Member of the Colorado House of Representatives from the 62nd district
- Incumbent
- Assumed office January 9, 2023
- Preceded by: Donald Valdez

Personal details
- Party: Democratic
- Alma mater: Adams State University Southern New Hampshire University

= Matthew Martinez (Colorado politician) =

American politician

Matthew Martinez is an American politician who is a member of the Colorado House of Representatives from the 62nd district, which includes portions of Saguache, Costilla, Rio Grande, Conejos, Huerfano, Mineral, Pueblo and Alamosa counties. He was elected in 2022 and assumed office in January 2023.

== Background ==
Martinez is a seventh-generation native of Colorado. He was born and raised in Monte Vista. After graduating high school, Martinez joined the US Marine Corps and served in Iraq. After his service, Martinez attended and graduated from Adams State University with a bachelor's degree in political science. He later gained his master's degree from Southern New Hampshire University. He has served on the Monte Vista city council, local government boards, and various posts for the Adams State University. He also works for local organizations that focuses on public services.

== Political career ==
Martinez ran for office in 2020 against incumbent Donald Valdez. He lost in the primary to Valdez. In the 2022 general election, Martinez defeated the Republican candidate.

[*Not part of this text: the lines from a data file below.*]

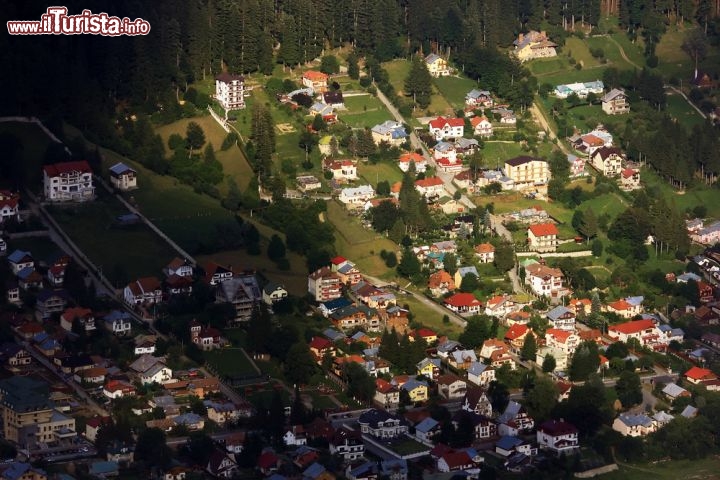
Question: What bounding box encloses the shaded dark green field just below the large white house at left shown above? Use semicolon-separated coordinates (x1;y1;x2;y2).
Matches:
51;188;177;287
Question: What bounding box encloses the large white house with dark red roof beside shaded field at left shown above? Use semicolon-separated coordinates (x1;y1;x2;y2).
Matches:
43;160;95;202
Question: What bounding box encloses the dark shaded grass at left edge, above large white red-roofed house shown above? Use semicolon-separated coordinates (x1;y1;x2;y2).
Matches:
0;122;52;191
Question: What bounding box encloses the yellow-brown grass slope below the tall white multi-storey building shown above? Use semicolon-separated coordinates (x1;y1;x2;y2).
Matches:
156;115;253;192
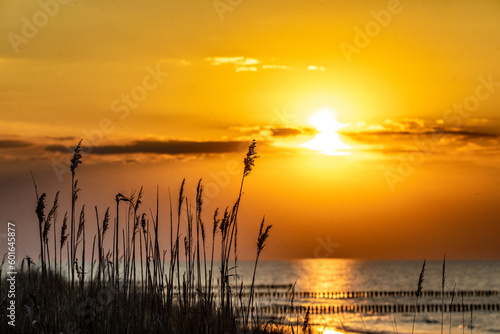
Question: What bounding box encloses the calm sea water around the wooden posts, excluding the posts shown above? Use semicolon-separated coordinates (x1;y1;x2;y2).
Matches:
238;259;500;334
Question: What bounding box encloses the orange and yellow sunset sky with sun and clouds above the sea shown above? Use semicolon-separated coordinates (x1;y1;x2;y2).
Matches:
0;0;500;259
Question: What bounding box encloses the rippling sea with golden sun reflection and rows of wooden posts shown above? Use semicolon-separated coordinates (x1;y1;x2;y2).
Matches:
233;259;500;334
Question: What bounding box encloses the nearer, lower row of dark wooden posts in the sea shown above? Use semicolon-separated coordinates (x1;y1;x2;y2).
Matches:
252;304;500;315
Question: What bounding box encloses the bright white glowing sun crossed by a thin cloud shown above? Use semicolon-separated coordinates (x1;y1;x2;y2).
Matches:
300;108;351;155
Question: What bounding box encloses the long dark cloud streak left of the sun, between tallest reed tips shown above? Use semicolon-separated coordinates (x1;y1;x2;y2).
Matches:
45;140;252;155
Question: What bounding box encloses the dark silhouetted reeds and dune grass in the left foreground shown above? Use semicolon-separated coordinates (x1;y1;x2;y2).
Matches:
0;141;296;334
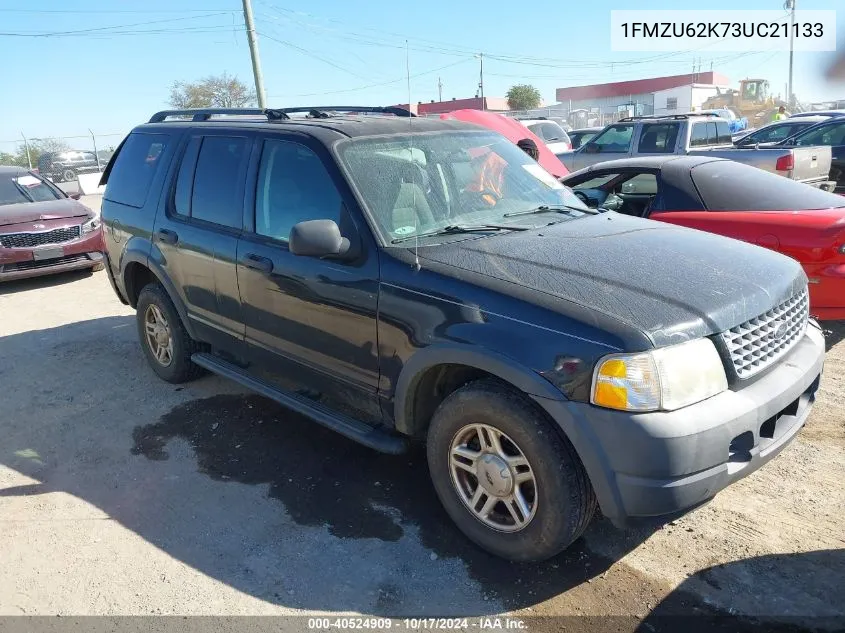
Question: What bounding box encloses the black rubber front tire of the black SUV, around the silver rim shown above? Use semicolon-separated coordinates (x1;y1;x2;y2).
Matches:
427;380;596;561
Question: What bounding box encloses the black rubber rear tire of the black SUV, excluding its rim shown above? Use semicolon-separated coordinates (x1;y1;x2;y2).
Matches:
135;283;204;384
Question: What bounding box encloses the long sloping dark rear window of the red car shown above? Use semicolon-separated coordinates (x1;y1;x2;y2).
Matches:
691;160;845;211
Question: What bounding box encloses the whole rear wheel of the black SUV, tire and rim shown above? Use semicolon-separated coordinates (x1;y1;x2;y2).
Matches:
136;283;202;383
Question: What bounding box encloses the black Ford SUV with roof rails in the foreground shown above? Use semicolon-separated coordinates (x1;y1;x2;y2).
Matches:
102;108;824;560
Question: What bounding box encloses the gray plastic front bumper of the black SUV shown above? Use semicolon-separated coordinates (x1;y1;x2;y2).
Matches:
538;322;825;525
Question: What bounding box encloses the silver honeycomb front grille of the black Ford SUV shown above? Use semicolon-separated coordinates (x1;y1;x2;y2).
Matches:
720;287;810;378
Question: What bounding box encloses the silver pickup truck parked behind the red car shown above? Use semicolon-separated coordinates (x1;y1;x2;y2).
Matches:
557;114;836;191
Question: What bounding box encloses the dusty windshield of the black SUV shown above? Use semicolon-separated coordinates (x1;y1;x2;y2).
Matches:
339;131;591;243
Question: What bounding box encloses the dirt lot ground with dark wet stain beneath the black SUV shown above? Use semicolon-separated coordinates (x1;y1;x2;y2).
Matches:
0;196;845;631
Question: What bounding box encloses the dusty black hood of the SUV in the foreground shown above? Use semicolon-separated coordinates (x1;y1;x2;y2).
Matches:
419;212;807;347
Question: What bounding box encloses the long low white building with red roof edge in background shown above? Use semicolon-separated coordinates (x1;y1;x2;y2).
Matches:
556;71;730;120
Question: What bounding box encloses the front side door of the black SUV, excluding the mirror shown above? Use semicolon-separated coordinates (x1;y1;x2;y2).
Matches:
238;137;381;421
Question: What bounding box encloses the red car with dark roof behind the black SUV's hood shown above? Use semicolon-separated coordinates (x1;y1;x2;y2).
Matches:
562;156;845;320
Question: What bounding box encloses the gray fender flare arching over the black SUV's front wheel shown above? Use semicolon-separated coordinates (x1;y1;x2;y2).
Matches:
393;343;566;435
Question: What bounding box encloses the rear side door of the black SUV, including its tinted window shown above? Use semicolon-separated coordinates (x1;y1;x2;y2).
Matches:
150;130;253;357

His legislative priorities include better access to healthcare, education, improving the local economy, protecting the resources of the area and other issues affecting the rural nature of the region.

=== Tenure ===
As of the 2023 legislative session, Martinez is a member of the Agriculture, Water and Natural Resources and Joint Select Committee on Rising Utility Rates committees. He alsos serves as vice-chair of the Education Committee.